Três anos para se reerguer! Um desafio monumental, considerando as cicatrizes deixadas pela guerra, incluindo os ataques nucleares a Hiroshima e Nagasaki, e o abalo moral de toda uma nação. No entanto, Kiichiro tinha uma visão clara: superar adversidades através da inovação. Ele complementou sua mensagem com uma estratégia ousada:
“Aprenderemos técnicas do método americano de produção em massa. Mas não as copiaremos como são. Usaremos nossas próprias pesquisas e criatividade para desenvolver um método adequado à realidade de nosso país.”
Essa determinação deu origem ao Sistema Toyota de Produção (STP), mais tarde conhecido como Lean Manufacturing. A metodologia revolucionária, idealizada por Shigeo Shingo e Taiichi Ohno, tornou-se referência global para empresas de todos os setores.
As Três Fases de Desenvolvimento do STP
O STP foi construído sobre uma base sólida de aprendizado, dividido em três etapas principais:
Fase I – Entendendo o Mercado e Identificando Perdas
Nesta fase inicial, os idealizadores do STP analisaram o mercado em que a Toyota estava inserida.
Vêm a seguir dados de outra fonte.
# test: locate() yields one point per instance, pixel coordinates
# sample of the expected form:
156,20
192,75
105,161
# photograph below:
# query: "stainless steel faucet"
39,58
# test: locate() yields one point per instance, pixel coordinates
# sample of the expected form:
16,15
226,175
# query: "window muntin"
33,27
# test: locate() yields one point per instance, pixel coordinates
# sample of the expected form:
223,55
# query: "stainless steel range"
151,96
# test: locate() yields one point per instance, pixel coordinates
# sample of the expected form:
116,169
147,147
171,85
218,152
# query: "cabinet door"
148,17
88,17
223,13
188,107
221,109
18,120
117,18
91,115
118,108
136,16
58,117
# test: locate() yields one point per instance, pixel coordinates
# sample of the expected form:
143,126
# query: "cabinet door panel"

Eles identificaram a necessidade de atender a uma demanda por alta variedade de produtos em baixos volumes de produção, uma realidade oposta ao modelo de produção em massa desenvolvido por Henry Ford.
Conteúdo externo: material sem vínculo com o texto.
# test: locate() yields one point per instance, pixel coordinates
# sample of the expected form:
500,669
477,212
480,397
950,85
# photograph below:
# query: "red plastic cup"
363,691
Com base nisso, foi criado o Mecanismo da Função Produção, que permitiu identificar e eliminar perdas no fluxo de produção, como tempos ociosos, excessos de estoque e defeitos.
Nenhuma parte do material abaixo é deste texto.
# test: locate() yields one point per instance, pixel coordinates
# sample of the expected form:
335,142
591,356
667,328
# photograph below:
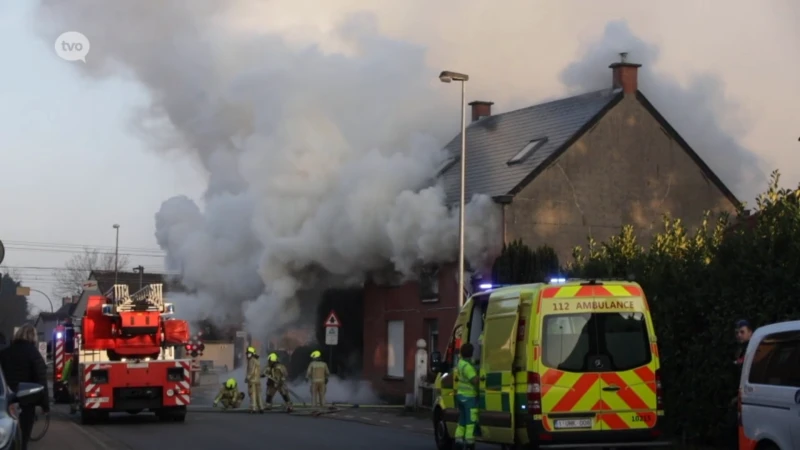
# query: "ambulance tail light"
659,392
534,393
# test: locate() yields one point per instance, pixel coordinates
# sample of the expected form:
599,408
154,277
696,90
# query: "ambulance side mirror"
436,362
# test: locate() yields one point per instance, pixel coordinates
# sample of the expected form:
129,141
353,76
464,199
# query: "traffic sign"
332,320
331,335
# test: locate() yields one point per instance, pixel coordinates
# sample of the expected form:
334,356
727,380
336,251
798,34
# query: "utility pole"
116,255
140,269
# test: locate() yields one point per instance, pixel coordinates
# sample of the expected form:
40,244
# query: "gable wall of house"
625,170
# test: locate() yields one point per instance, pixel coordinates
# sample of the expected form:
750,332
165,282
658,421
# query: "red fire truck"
124,348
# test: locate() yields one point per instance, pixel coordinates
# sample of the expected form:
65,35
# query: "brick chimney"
481,109
625,75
Fase II – Idealizando o Sistema Ideal
O foco desta etapa era responder à pergunta: Para o que mudar?
A Toyota idealizou um sistema baseado em dois pilares fundamentais:
- Qualidade: O objetivo era alcançar o “defeito zero”, garantindo que os produtos fossem fabricados corretamente desde a primeira vez.
- Autonomação (Jidoka): Liberdade para operadores interromperem a linha de produção em caso de anomalias, combinada com dispositivos à prova de falhas (poka-yokes), garantindo maior confiabilidade nos processos.
Essas diretrizes estabeleceram metas arrojadas, como estoque zero e quebra zero, transformando a eficiência produtiva.
Fase III – Implementando a Mudança
Na última fase, a Toyota desenvolveu ferramentas para viabilizar a implantação do sistema. Entre elas:
- SMED (Single Minute Exchange of Dies): Redução de tempos de setup.
- Fluxo Unitário de Peças: Eliminação de estoques intermediários.
- Cartão Kanban: Produção puxada, ajustada à demanda real do mercado.
Essas práticas reduziram significativamente os tempos de atravessamento e os desperdícios, consolidando o STP como uma metodologia de gestão de excelência.
O Legado do STP
O Sistema Toyota de Produção é hoje uma das mais influentes metodologias de gestão do mundo, adaptada por empresas de diversos setores. Sua essência vai além da eficiência operacional, inspirando organizações a inovarem continuamente, mesmo em tempos de adversidade.
Por meio de resiliência e criatividade, o STP prova que grandes desafios podem se transformar em oportunidades de transformação e crescimento sustentável.